If you’re travelling on a budget but for some reason are set on trying the Kobe beef, I recommend going at lunchtime. It’s more quiet, in our case we practically had the chef to ourselves, and it’s quite a bit cheaper. We ended up paying 54 euro per person. Was it worth it? We’ll get to that part…
My Kobe beef experience
The first restaurant we tried was Steak Aoyama, which came highly recommended (an average of 5 stars on 290 Tripadvisor reviews does say a lot). Unfortunately, even at lunchtime on a drizzly weekday, they were full and had to turn us away. We walked a few blocks to the restaurant of our second choice, Wakkoqu. With hardly anyone there we got served straight away. We chose the Wakkoqu lunch menu, which came with the soup of the day, a 150 gram Kobe beef sirloin, salad, rice and pickles, a dessert and coffee.
The chef calmly yet passionately explained to us where to dip each part of the Kobe beef for maximum flavour and did so with an honest and unpretentious air
And so it began… Our first course was a tasty light soup (asparagus soup? Or was it potato?) which we ate while our chef sliced and started frying some garlic on the hot plate in front of us. When we were finished, a plate was put in front of us with 3 little heaps: mustard, salt, and pepper. In perfectly Japanese style, the sirloin of beef was presented on a little wooden stand. Just looking at the slab of meat now makes my mouth water.
We watched the skilled chef slice and dice the piece of meat in different cuts, which each were paired with the different condiments. The chef calmly yet passionately explained to us where to dip each part for maximum flavour and did so with an honest and unpretentious air. It really was fun watching the chef do his thing and being able to taste the result. The side salad, ice cream and coffee were nice as well.
Was it the best piece of meat I have ever eaten?
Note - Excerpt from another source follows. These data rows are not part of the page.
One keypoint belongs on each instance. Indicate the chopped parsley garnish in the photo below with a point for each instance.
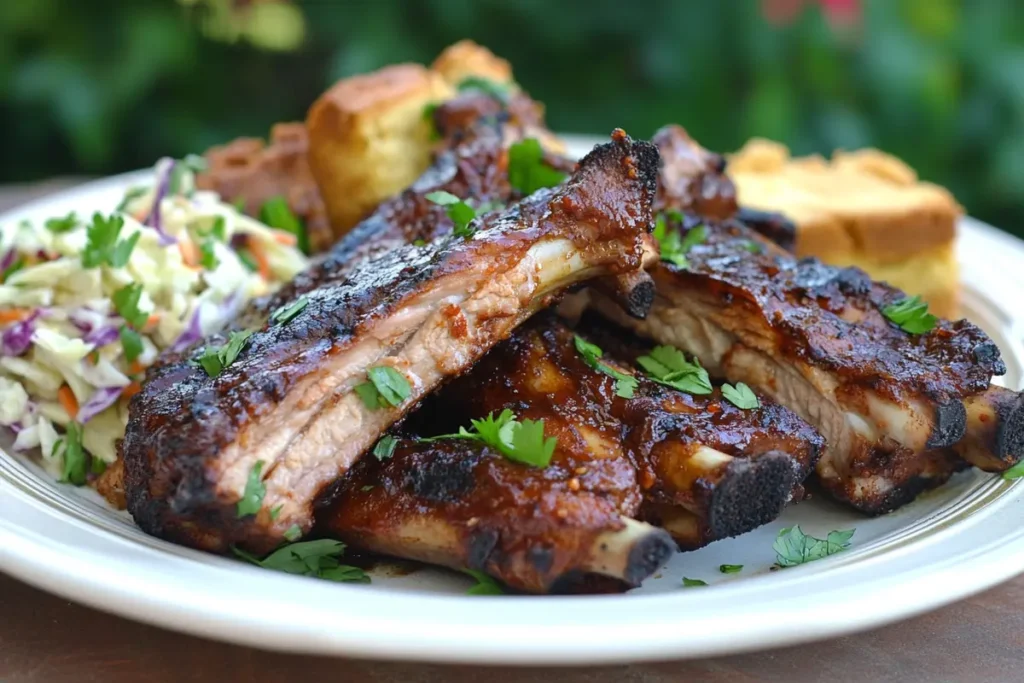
(520, 441)
(1015, 472)
(102, 245)
(75, 460)
(668, 366)
(126, 303)
(740, 395)
(673, 247)
(499, 91)
(386, 385)
(208, 257)
(385, 447)
(65, 224)
(309, 558)
(484, 585)
(910, 314)
(461, 213)
(287, 313)
(276, 214)
(625, 384)
(252, 497)
(793, 547)
(131, 342)
(215, 358)
(527, 172)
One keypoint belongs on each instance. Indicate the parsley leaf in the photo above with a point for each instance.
(484, 585)
(126, 303)
(1015, 472)
(252, 497)
(287, 312)
(386, 385)
(668, 366)
(101, 244)
(527, 172)
(309, 558)
(278, 215)
(625, 384)
(75, 464)
(385, 447)
(65, 224)
(910, 314)
(461, 213)
(131, 342)
(519, 441)
(741, 396)
(673, 247)
(793, 547)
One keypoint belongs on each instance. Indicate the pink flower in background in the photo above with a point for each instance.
(841, 13)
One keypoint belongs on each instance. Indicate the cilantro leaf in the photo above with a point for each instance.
(625, 384)
(461, 213)
(793, 547)
(390, 384)
(252, 497)
(65, 224)
(131, 342)
(527, 172)
(741, 396)
(278, 215)
(485, 585)
(126, 303)
(910, 314)
(287, 312)
(1015, 472)
(668, 366)
(75, 465)
(385, 447)
(309, 558)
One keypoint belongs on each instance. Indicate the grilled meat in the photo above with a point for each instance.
(462, 505)
(289, 401)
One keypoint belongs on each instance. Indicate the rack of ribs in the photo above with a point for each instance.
(286, 417)
(660, 452)
(901, 412)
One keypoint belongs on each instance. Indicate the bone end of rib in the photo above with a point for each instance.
(994, 439)
(630, 554)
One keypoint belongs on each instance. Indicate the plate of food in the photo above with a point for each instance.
(420, 379)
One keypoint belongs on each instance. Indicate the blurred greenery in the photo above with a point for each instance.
(109, 85)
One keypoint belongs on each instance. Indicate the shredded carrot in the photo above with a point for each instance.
(286, 239)
(188, 252)
(131, 390)
(68, 400)
(13, 315)
(256, 249)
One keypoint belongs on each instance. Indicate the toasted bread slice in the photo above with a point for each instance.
(863, 208)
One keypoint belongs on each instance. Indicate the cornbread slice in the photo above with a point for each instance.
(863, 208)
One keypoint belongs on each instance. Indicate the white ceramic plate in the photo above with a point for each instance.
(951, 543)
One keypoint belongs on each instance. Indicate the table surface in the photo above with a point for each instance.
(45, 639)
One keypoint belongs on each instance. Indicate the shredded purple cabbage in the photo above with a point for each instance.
(100, 399)
(154, 220)
(16, 339)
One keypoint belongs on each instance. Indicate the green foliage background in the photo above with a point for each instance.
(100, 86)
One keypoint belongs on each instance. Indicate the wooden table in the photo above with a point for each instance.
(44, 639)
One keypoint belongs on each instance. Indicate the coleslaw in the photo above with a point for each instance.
(88, 303)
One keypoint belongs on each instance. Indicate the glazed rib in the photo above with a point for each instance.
(428, 311)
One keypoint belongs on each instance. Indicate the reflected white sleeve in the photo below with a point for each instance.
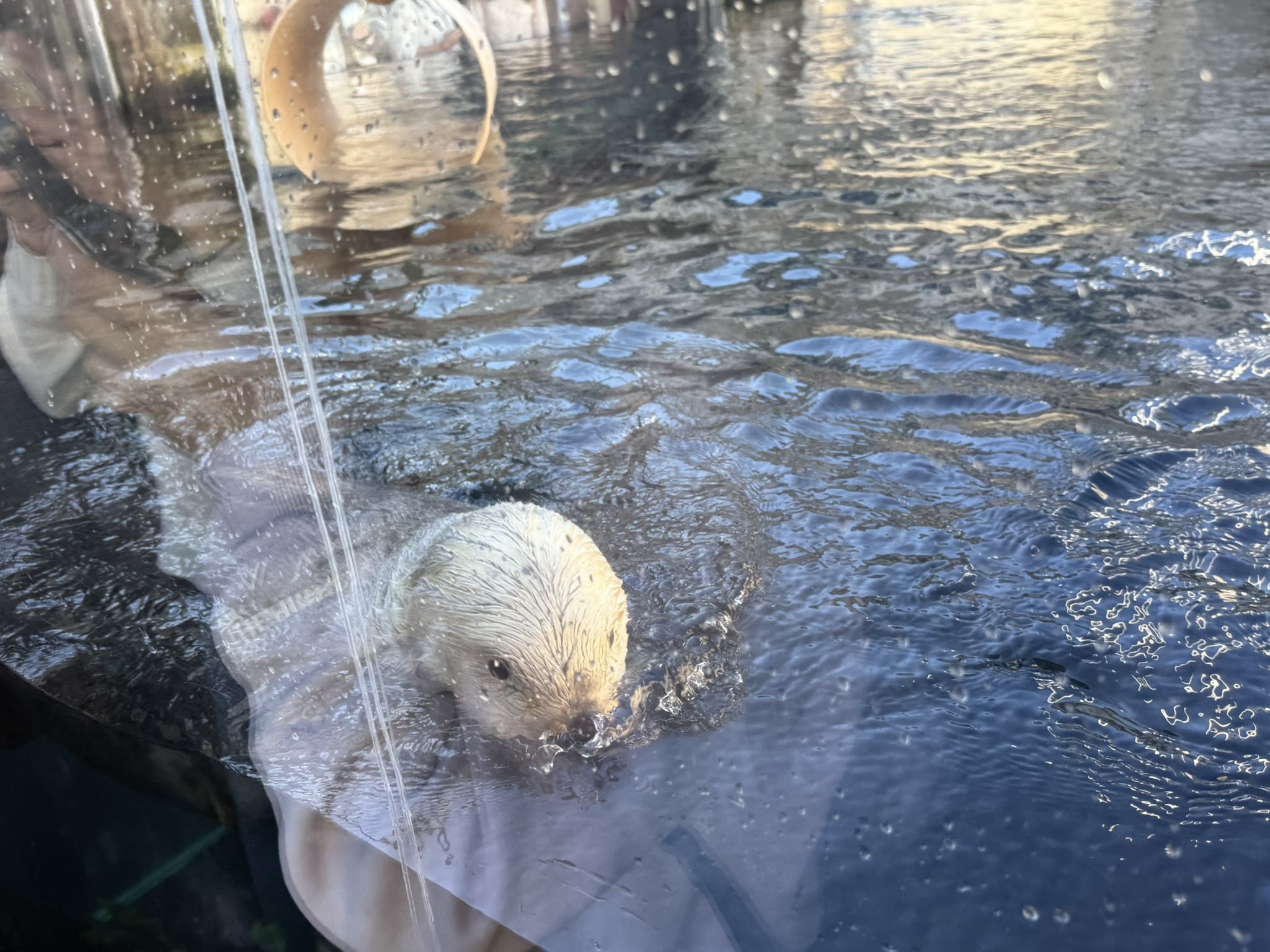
(41, 352)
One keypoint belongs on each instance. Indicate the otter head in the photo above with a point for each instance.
(515, 609)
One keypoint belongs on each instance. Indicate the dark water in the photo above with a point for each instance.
(949, 323)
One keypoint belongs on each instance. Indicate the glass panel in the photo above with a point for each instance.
(633, 475)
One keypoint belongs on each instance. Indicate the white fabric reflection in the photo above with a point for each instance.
(703, 842)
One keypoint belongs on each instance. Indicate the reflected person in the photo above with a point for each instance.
(511, 610)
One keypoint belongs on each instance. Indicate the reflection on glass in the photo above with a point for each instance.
(802, 487)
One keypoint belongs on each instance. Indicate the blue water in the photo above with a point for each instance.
(948, 323)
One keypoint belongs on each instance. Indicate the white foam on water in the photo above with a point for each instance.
(349, 591)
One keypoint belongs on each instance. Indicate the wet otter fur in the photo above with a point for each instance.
(517, 612)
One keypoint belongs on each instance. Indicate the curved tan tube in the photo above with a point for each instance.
(294, 89)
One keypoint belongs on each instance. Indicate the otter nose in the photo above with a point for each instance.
(582, 730)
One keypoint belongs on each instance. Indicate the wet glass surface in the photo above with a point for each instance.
(906, 361)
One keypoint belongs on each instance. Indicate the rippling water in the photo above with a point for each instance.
(944, 322)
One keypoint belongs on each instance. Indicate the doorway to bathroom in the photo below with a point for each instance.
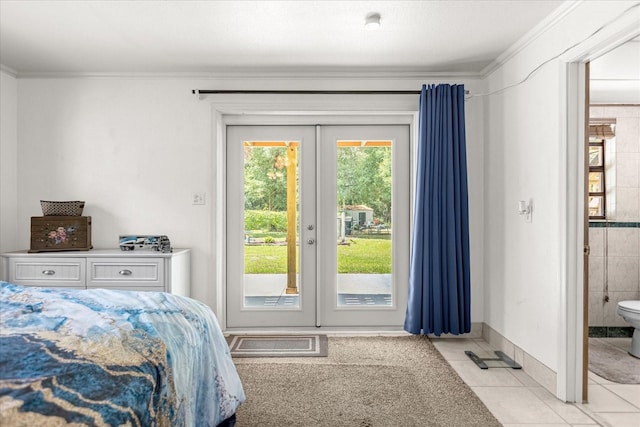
(612, 212)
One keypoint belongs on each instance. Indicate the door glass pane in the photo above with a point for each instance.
(596, 206)
(595, 182)
(595, 155)
(271, 206)
(364, 224)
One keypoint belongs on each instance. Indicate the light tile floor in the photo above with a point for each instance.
(515, 399)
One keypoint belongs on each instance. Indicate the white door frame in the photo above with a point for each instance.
(287, 110)
(571, 213)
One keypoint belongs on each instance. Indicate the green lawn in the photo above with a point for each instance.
(364, 256)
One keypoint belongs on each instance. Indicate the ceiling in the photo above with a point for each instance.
(87, 37)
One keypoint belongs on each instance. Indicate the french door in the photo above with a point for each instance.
(317, 225)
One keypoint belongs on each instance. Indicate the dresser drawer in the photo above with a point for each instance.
(45, 272)
(117, 273)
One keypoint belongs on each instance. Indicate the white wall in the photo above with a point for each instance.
(136, 148)
(615, 77)
(524, 135)
(8, 161)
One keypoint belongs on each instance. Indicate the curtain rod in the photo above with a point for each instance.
(311, 92)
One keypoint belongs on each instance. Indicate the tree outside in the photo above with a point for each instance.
(363, 178)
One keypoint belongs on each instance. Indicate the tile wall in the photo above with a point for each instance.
(614, 263)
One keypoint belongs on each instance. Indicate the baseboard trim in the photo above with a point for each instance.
(541, 373)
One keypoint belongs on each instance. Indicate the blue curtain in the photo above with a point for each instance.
(439, 290)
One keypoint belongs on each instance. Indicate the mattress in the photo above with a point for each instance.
(110, 357)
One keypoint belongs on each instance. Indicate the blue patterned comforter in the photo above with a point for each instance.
(104, 357)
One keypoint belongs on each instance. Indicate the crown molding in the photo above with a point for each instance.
(302, 74)
(8, 70)
(543, 26)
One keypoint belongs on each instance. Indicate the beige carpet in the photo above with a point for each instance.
(613, 363)
(364, 382)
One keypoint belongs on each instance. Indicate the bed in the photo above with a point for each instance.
(108, 357)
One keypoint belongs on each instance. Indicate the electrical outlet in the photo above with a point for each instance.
(198, 198)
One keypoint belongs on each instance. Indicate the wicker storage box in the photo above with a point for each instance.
(60, 233)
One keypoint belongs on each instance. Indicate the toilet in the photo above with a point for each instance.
(630, 311)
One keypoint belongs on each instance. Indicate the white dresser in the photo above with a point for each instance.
(101, 268)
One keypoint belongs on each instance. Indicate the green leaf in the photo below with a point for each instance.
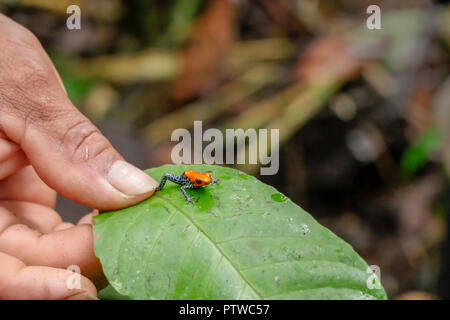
(242, 240)
(418, 153)
(109, 293)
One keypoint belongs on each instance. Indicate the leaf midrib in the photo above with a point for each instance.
(244, 279)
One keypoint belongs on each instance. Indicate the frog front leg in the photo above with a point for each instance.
(186, 196)
(171, 177)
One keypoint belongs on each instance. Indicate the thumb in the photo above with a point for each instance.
(72, 156)
(67, 151)
(18, 281)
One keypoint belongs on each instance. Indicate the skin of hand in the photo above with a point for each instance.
(48, 146)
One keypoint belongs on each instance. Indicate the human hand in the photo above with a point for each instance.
(48, 146)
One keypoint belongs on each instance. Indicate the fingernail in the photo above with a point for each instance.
(82, 296)
(130, 180)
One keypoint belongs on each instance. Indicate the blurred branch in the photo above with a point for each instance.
(220, 100)
(304, 107)
(149, 65)
(442, 115)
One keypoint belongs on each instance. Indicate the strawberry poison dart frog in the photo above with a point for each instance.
(190, 179)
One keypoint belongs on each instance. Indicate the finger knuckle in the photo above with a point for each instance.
(86, 143)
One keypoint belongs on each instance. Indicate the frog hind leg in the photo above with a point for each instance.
(186, 196)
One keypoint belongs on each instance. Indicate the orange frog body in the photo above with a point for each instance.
(190, 179)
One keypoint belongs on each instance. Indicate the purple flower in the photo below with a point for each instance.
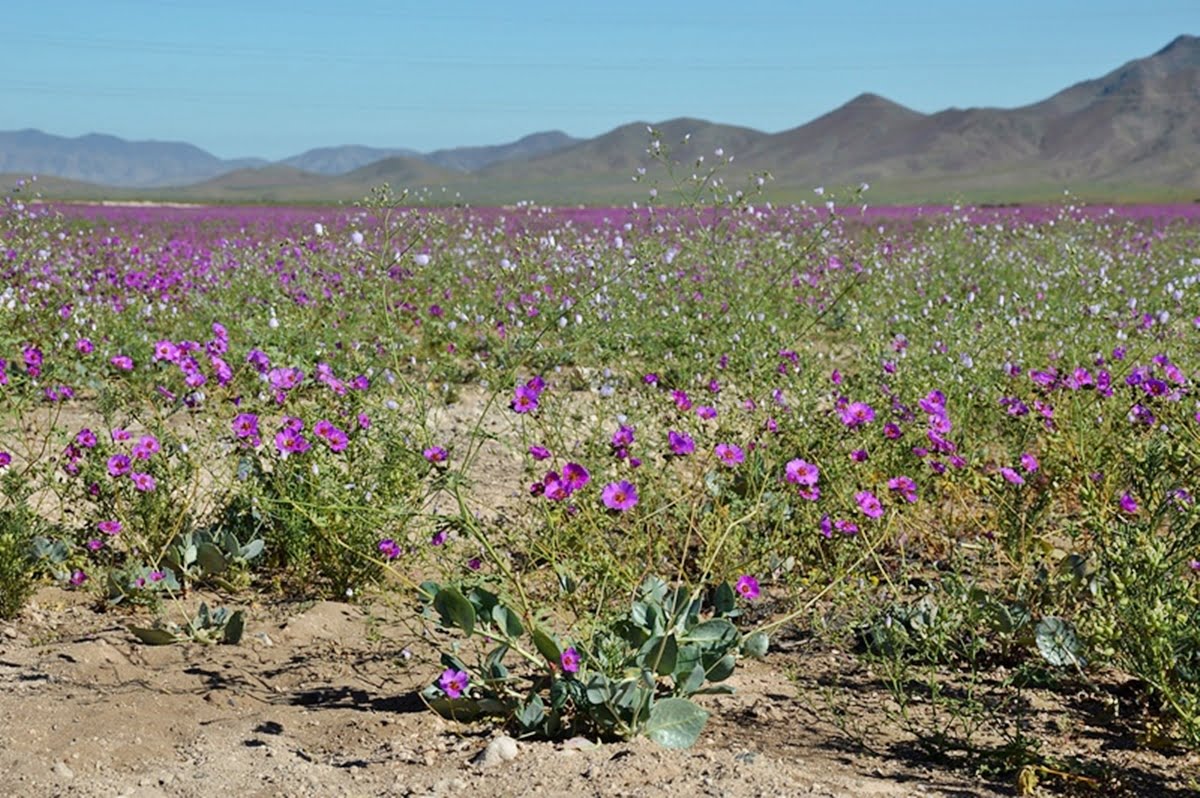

I can say that I have tried some weird meats around the world. Some were tasty and some were, well, interesting. A few dishes stuck out from the rest:
- Steak from Cafe Loetje in Amsterdam, The Netherlands
- Pork belly from Bräustüberl Tegernsee in Germany
- Dak galbi (a chicken/rice cake dish) from a local place in Jeju, South Korea
- Venison at the restaurant next to Hotel Minho in Portugal
- Ostrich steak in Buffelsdrift Game Lodge in Oudtshoorn, South Africa
I can honestly say that the Kobe beef steak I had in Japan clearly deserves to be in my “top meats” list. It’s one of the most tender and flavorful meats you will probably ever try, which almost literally melts in your mouth. The whole serving experience adds another dimension to this.
However, it wasn’t as far off the chart as I initially expected it was going to be. The ostrich steak and some other pieces of meat that I had eaten in South Africa come close when it comes to tenderness and flavour. Also, they were about one-sixth of the price. Perhaps that’s what you will always get with things that are hyped. Nevertheless, I am happy that I decided to get over my Dutch tightness and spend some money on an experience that I won’t forget anywhere soon.